From Ramen to Riches
Thursday, December 2, 2010
We met the founders of Needish, a Chilean company that launched ClanDescuento, a GroupOn clone that was eventually acquired by GroupOn to run its South American operations.
The founders were extremely humble. They talked about raising $500k for 10% of their company Needish three years ago on the strength of a PowerPoint presentation and 2,000 users. The site was a personal service lead generation engine. People would ask “Where can I find a plumber to install a new sink?” and Needish would charge a plumber to answer (and presumably get the job).

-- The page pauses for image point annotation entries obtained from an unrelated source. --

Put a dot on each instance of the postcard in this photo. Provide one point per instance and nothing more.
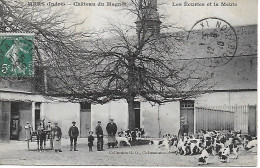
(168, 83)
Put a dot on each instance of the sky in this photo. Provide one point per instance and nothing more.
(244, 13)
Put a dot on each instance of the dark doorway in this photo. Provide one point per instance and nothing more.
(137, 114)
(37, 114)
(85, 119)
(187, 112)
(14, 122)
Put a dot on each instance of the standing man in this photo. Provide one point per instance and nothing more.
(49, 130)
(99, 132)
(73, 133)
(184, 128)
(111, 131)
(57, 137)
(28, 132)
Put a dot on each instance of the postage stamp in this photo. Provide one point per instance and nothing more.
(215, 39)
(16, 55)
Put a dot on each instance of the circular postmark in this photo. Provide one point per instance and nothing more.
(213, 41)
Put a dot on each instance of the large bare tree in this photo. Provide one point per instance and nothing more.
(56, 39)
(127, 66)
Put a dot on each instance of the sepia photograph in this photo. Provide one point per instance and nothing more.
(167, 83)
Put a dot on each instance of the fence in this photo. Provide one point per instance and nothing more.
(226, 118)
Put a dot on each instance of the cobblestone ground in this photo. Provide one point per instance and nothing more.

Two years in, they’d gotten up to two million users and started looking for additional funding, but the business just wasn’t getting the traction they’d hoped for. They were running out of money and distributing equity widely to employees in lieu of cash compensation, which grew their “founding” team from two to six. They were on the verge of shutting down when they heard about GroupOn and decided to copy the business model in Chile. That was in January 2010. They built the product in about 6 weeks, got delayed by a magnitude 8.8 earthquake at the end of February, and launched at the end of March. At this point they had 8 employees. They booked $10,000 of revenue the first day and never looked back.
By June they were trying to fundraise again, but the deal fell apart as rumors of a big GroupOn deal swirled. GroupOn ended up buying CityDeals (the most successful European GroupOn clone), apparently deciding that it was easier to buy their way into international markets, rather than come in as a minor player later and try to dislodge an incumbent.
Later that month later GroupOn bought ClanDescuento[1], and by the end of November, they’d grown from 8 dejected employees in Chile, about to close up shop to 350 employees across all of Latin America and a grand success story.
Nearly every class in business school told a story like the one above about difficult times and difficult choices. There was always a lesson. I’m not sure what to take away from this story other than “keep persevering.” The longer you stay in business and keep pivoting, the more likely it is that you’ll land on a business model that works. That the business model they found worked quite as well as it did may have been luck, but they put themselves in a position to take advantage of the lucky break by refusing to give up.
1. How did they become the leading GroupOn clone in Chile? The buzz is that they may have been doing some pretty spam-y email marketing. If that’s true, they don’t appear to have paid a penalty for it.